Algumas vezes, ele assistia aos filmes em sessão especial, antes de fazer os cartazes. Em outras ocasiões, tinha que fazê-los sem sequer ter visto os filmes, e até sem receber nenhum material gráfico dos estúdios. Mas contava sempre com o vasto conhecimento cinematográfico que foi adquirindo ao longo das décadas.

 

Renato ilustrou os cartazes de anúncios dos filmes de muitos dos seus ídolos. Era fã de diretores como Michael Curtiz, Raoul Walsh, Ernst Lubitsch, Frank Capra, Anatole Litvak, Carol Reed, Stanley Kubrick, Nelson Pereira dos Santos e Glauber Rocha, além de tantos outros. Mas o seu preferido era mesmo John Ford, “porque é o melhor”, sintetizava, calmo e taxativo.

 

A habilidade com as mãos também foi usada por Renato em outros trabalhos, como capas de discos, desenhos publicitários para rótulos de caixas de fósforos e até o livreto da visita do Papa à Bahia. Ele também restaurava imagens de santos, atividade que desempenhou até quando teve forças. Mas foi mesmo o Cinema que protagonizou o roteiro da vida de Renato, que na juventude chegava a passar o dia na frente da tela grande.

 

Das matinês da infância até os tempos do Clube de Cinema da Bahia, comandado pelo lendário ensaísta Walter da Silveira, Renato conviveu com todos os que de alguma forma estavam relacionados ao universo cinematográfico na Bahia. De exibidores, distribuidores e produtores a clicheristas de jornais, passando por críticos, atores e diretores, ele lembrava de todos com a mesma importância. Entre os seus trabalhos preferidos está o cartaz de anúncio de Redenção (1959), de Roberto Pires, o primeiro filme brasileiro em cinemascope.

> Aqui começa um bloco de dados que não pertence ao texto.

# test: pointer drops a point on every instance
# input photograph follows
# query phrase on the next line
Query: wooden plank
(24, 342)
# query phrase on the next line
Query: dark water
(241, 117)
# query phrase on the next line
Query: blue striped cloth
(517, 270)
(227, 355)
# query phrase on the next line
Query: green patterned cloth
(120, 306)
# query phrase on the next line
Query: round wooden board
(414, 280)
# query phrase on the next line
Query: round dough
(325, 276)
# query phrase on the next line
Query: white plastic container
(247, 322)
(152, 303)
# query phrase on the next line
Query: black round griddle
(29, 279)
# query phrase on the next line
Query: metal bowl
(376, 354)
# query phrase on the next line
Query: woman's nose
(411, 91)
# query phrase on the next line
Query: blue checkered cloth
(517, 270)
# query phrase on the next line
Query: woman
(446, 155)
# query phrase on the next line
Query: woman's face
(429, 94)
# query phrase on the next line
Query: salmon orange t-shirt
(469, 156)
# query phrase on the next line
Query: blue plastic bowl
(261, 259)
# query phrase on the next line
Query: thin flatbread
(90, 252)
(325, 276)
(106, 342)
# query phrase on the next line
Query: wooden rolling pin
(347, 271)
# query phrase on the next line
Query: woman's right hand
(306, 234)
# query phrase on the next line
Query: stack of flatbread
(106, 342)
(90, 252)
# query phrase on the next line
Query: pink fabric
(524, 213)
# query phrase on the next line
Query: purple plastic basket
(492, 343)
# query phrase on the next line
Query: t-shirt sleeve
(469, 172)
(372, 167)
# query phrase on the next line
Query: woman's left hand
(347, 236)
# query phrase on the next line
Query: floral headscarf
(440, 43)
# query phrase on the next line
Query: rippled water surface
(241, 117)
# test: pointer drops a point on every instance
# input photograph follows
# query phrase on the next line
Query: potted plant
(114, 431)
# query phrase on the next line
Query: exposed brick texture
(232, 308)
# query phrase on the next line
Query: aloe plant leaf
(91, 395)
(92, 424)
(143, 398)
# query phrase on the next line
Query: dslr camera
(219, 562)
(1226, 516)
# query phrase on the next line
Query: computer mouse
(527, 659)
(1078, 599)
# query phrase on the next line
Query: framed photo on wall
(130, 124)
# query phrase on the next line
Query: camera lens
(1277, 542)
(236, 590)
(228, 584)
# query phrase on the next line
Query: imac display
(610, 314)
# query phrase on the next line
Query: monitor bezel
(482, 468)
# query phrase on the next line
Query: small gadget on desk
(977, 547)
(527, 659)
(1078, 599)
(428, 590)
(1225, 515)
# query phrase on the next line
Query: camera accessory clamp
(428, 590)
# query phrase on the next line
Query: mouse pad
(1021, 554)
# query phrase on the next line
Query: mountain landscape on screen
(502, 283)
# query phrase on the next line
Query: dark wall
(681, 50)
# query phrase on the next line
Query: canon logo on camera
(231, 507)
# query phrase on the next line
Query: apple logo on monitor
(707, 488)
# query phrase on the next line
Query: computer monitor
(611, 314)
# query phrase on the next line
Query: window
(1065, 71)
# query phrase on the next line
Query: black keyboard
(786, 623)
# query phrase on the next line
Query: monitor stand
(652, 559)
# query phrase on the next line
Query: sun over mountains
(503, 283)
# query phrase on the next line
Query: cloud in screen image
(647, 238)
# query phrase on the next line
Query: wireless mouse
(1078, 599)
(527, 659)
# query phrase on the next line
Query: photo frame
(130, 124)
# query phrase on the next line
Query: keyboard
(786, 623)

Renato Fróes viu surgirem e desaparecerem movimentos, tecnologias e estéticas que fizeram parte da história do Cinema, incluindo o próprio trabalho. Ele chegou a pensar em jogar fora os cartazes que ainda tinha, mas acabou convencido a guardar o material. Em 2017, seus cartazes foram exibidos pela primeira vez ao público, no foyer do Cine Glauber Rocha, durante o XIII Panorama Internacional Coisa de Cinema.

 

Renato encerrou sua longa trajetória, mas seus cartazes ficaram como legado e agora serão vistos no formato original, coloridos e restaurados. Com a exposição virtual Centenário Renato Fróes, sua arte não ficará mais perdida e seus cartazes estarão em cartaz para sempre.

Como ele mesmo dizia quando gostava de alguma coisa: “Mucho bom”.